Natural Caves. A natural hollow that was surrounded by rocks was excavated (F1; 2.5–2.9 m, depth 1.14 m). A bedrock projection on its southeastern side protruded inward, into the hollow. In the soil fill that was excavated to the level of bedrock a few non-diagnostic potsherds were found that had been swept there together with the alluvium or by some other activity that occurred there. It seems that this is a rock shelter or a natural cave whose ceiling had collapsed.
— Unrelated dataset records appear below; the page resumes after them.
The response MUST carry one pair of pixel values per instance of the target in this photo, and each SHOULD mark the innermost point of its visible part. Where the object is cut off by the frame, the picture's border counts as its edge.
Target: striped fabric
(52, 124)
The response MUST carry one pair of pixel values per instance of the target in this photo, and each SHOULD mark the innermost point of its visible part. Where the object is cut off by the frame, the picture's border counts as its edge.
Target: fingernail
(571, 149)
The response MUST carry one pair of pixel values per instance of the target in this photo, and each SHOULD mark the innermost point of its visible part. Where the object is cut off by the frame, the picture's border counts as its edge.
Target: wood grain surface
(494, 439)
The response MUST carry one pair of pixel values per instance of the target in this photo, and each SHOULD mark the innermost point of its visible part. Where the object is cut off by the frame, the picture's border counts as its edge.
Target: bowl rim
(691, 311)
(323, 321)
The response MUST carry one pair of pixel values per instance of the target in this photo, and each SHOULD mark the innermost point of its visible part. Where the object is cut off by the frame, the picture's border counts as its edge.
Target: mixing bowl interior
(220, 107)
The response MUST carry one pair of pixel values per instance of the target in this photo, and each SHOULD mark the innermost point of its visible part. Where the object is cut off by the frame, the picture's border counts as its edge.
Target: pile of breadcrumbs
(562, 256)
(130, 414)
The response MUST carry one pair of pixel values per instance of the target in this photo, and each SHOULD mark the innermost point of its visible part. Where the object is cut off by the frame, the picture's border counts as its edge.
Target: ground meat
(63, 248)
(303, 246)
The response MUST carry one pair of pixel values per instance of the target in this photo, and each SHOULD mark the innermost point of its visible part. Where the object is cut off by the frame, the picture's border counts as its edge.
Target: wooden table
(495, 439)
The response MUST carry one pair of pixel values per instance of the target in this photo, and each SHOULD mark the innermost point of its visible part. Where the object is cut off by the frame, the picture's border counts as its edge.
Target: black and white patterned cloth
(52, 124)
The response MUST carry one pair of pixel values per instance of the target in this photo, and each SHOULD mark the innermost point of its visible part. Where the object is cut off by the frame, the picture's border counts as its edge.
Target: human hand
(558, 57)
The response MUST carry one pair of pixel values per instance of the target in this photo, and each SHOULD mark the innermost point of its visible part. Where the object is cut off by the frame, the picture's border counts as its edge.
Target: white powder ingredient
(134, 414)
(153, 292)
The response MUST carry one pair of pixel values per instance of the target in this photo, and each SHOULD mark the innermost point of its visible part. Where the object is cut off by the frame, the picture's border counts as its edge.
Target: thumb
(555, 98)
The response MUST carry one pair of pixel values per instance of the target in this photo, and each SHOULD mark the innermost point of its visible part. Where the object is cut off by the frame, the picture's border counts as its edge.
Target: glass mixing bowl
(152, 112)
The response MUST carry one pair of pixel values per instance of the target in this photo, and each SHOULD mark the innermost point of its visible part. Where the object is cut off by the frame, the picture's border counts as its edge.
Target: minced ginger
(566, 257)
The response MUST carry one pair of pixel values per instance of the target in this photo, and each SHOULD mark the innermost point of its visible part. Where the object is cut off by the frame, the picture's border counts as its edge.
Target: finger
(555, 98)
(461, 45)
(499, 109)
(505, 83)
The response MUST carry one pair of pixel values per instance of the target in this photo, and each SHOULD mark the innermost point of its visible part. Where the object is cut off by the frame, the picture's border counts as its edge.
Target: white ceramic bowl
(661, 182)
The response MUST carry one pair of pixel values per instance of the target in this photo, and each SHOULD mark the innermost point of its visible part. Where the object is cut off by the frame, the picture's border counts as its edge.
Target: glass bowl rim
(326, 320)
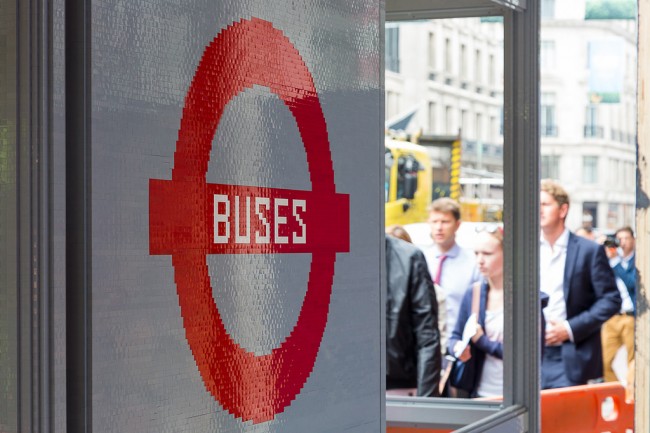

The entrance to a natural cave, which was blocked with soil, and half of an irregularly-shaped hollow in its façade (F9) were also excavated. The bedrock above the cave opening (height 1 m) was partly straightened and it was flanked on either side by triangular rock cuttings. No finds were discovered in the excavation in the opening of the cave. Soil collapse mixed with stones, some of which were roughly hewn, was excavated in the hollow above the opening (4.0–4.5 m). The collapse also contained a handmade ceramic bowl (Fig. 3) that is slipped and red burnished. It has a high loop handle that protrudes above the rim and an omphalos base, and dates to the end of Early Bronze IA. The hollow was apparently formed by the collapse of part of the cave’s ceiling that resulted from an attempt at quarrying, the remains of which were visible along the cave’s façade. Six natural cavities and recesses in the limestone bedrock outcrop (F3, F12, F13, F14, F17, F19) that were devoid of any finds were also excavated.